By GILLIAN FLACCUS for the Associated Press

PORTLAND, Ore. (AP) — People in the Pacific Northwest braced for another major, multiday heat wave starting Wednesday, just over a month after record-shattering hot weather killed hundreds of the region’s most vulnerable when temperatures soared to 116 degrees Fahrenheit (47 Celsius).

In a “worst-case scenario,” the temperature could reach as high as 111 F (44 C) in some parts of western Oregon by Friday before a weekend cooldown, the National Weather Service in Portland, Oregon, warned this week. It’s more likely temperatures will rise above 100 F (38 C) for three consecutive days, peaking around 105 F (40.5 C) on Thursday.

FILE – In this June 30, 2021 file photo Missoulians cool off in the Bitterroot River as temperatures crested 100 degrees Fahrenheit in Missoula, Mont. The Pacific Northwest is bracing for another major, multi-day heat wave in mid-August 2021 just a month after temperatures soared as high as 116 F in a record-shattering heat event that killed scores of the most vulnerable across the region. (AP Photo/Tommy Martino, File)

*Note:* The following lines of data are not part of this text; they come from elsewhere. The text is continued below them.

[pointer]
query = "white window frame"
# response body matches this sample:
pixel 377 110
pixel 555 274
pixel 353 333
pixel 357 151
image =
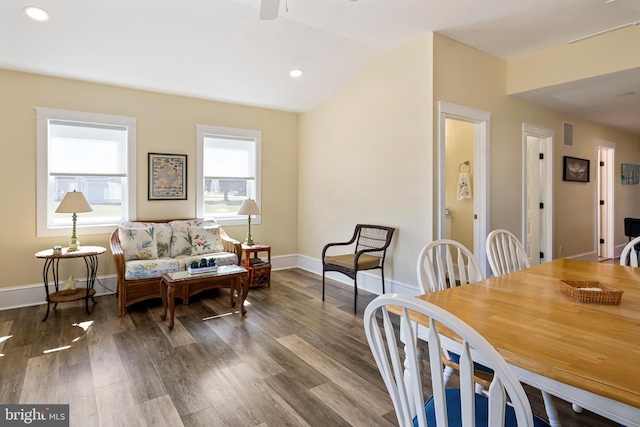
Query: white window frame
pixel 43 116
pixel 203 130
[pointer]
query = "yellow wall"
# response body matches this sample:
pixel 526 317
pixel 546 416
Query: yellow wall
pixel 466 76
pixel 363 157
pixel 166 124
pixel 608 53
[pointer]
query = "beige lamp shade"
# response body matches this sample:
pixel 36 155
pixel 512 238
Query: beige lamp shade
pixel 74 202
pixel 249 207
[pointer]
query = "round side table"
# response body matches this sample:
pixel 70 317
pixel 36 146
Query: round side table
pixel 51 260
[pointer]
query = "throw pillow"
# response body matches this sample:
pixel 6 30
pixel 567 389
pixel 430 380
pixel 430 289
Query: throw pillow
pixel 181 243
pixel 138 243
pixel 162 234
pixel 206 240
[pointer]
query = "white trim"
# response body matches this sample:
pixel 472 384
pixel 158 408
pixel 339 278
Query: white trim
pixel 201 130
pixel 548 136
pixel 43 115
pixel 482 123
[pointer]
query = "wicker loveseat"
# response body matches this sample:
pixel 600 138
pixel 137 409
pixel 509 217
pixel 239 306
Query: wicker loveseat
pixel 144 250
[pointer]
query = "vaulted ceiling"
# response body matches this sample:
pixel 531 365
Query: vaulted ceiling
pixel 221 50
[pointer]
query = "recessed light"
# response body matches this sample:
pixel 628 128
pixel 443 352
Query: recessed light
pixel 36 13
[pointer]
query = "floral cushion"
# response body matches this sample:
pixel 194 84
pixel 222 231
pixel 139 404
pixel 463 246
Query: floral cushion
pixel 145 269
pixel 138 243
pixel 162 234
pixel 206 240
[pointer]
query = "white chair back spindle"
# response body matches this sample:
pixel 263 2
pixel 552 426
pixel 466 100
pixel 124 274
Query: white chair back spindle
pixel 437 270
pixel 505 253
pixel 629 256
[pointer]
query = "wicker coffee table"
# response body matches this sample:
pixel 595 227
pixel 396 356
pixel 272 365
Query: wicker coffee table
pixel 227 276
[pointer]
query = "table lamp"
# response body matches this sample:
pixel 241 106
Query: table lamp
pixel 74 202
pixel 249 207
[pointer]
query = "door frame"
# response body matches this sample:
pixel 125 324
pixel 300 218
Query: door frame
pixel 610 148
pixel 547 136
pixel 481 124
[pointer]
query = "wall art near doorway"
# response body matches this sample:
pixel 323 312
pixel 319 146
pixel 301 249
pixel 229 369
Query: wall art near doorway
pixel 575 169
pixel 167 176
pixel 630 174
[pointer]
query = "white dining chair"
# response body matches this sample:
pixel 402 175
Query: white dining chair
pixel 402 371
pixel 445 263
pixel 435 268
pixel 629 256
pixel 505 253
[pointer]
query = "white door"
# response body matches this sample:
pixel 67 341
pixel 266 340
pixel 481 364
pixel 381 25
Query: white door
pixel 533 200
pixel 537 193
pixel 604 199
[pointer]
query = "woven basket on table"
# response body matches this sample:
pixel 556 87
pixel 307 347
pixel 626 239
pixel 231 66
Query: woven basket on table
pixel 574 289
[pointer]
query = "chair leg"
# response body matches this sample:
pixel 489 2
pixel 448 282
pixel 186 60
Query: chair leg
pixel 355 293
pixel 550 408
pixel 323 284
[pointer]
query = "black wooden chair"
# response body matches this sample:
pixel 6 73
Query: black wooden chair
pixel 632 228
pixel 371 246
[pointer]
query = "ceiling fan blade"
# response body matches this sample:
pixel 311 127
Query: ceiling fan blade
pixel 269 9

Those are eye-popping numbers in a usually temperate region and would have come close to — or broken — all-time records if it weren’t for the late June heat wave, meteorologist Tyler Kranz said. Seattle will be cooler than Portland, with temperatures in the mid-90s, but it still has a chance to break records, and many people there, like in Oregon, don’t have air conditioning.

“We’ll often hear people say, ‘Who cares if it’s 106 or 108? It gets this hot in Arizona all the time.’ Well, people in Arizona have air conditioning, and here in the Pacific Northwest, a lot of people don’t,” Kranz said. “You can’t really compare us to the desert Southwest.”

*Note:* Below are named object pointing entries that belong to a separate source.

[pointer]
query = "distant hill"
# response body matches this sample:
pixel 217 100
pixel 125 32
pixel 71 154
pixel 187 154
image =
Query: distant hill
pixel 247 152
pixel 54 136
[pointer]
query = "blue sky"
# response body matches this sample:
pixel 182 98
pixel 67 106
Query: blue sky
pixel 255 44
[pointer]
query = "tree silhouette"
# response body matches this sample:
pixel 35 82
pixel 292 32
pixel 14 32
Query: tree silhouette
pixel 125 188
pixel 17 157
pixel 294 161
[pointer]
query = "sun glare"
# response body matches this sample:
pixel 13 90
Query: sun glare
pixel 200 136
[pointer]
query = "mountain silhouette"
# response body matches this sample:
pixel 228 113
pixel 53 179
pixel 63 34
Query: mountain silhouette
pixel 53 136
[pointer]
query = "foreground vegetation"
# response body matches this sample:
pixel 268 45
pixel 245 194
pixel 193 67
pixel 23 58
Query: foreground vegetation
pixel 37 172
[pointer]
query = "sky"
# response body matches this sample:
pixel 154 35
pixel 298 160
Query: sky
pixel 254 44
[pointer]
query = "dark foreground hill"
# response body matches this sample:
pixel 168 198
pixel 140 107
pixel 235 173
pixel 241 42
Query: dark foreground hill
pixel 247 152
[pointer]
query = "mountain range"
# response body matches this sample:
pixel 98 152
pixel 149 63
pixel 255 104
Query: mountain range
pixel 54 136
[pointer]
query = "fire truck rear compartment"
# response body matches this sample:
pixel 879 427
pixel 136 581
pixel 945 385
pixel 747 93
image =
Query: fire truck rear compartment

Gov. Kate Brown has declared a state of emergency over the heat and activated an emergency operations center, citing the potential for disruptions to the power grid and transportation. City and county governments are opening cooling centers and misting stations in public buildings, extending the hours of public libraries and waiving bus fare for those headed to cooling centers. A statewide help line will direct callers to the nearest cooling shelter and offer tips on how to stay safe.

The back-to-back heat waves, coupled with a summer that’s been exceptionally warm and dry overall, are pummeling a region where summer highs usually drift into the 70s or 80s. The heat comes amid a historic drought across the American West, both of which are tied to climate change.

The June heat in Oregon, Washington and British Columbia killed hundreds of people and was a wake-up call as climate change makes weather more extreme in the historically temperate region. The heat wave was virtually impossible without human-caused climate change, a scientific analysis found.

In Oregon, officials say at least 83 people died of heat-related illness, and the hot weather is being investigated as a possible cause in 33 more deaths. Washington state reported at least 91 heat deaths, and officials in British Columbia say hundreds of “sudden and unexpected deaths” were likely due to the soaring temperatures.

The toll exposed huge blind spots in emergency planning in a region unaccustomed to dealing with such high temperatures, said Vivek Shandas, a professor of climate adaptation at Portland State University.

Most of those who died in Oregon were older, homebound and socially isolated, and many were unable, or unwilling, to get to cooling centers.

The call center designed to provide information about cooling centers was unstaffed during part of the peak heat, and hundreds of callers got stuck in a voicemail menu that didn’t include a prompt for heat-related help. Portland’s famed light-rail train also shut down to reduce strain on the power grid, eliminating a transportation option for low-income residents seeking relief.

“We knew a week in advance. What would happen if we knew an earthquake was going to hit us a week in advance?” Shandas said. “That’s the kind of thinking we need to be aligned with. We know something disastrous is coming, and we need to get all hands on deck and focus on the most vulnerable.”

Yet even younger residents struggled with the heat in June and dreaded this week’s sweltering temperatures.

Katherine Morgan, 27, has no air conditioning in her third-floor apartment and can’t afford a window unit on the money she makes working at a bookstore and as a hostess at a brewery.

She estimated that it hit 112 F (44 C) in her apartment in June. She tried to keep cool by taking cold showers, dousing her hair with water, eating Popsicles and sitting immobile in front of a fan for hours.

Morgan, who doesn’t have a car, got ill from the heat after walking 20 minutes to work when it was 106 F (41 C). She took the following two days off rather than risk it again. The heat from the sidewalk, she said, felt like it was “cooking my ankles.”

This week, she’ll have to walk to work Thursday, the day when temperatures could again soar just as high.

“All my friends and I knew that climate change was real, but it’s getting really scary because it was gradually getting hot — and it suddenly got really hot, really fast,” Morgan said. “It’s eye-opening.”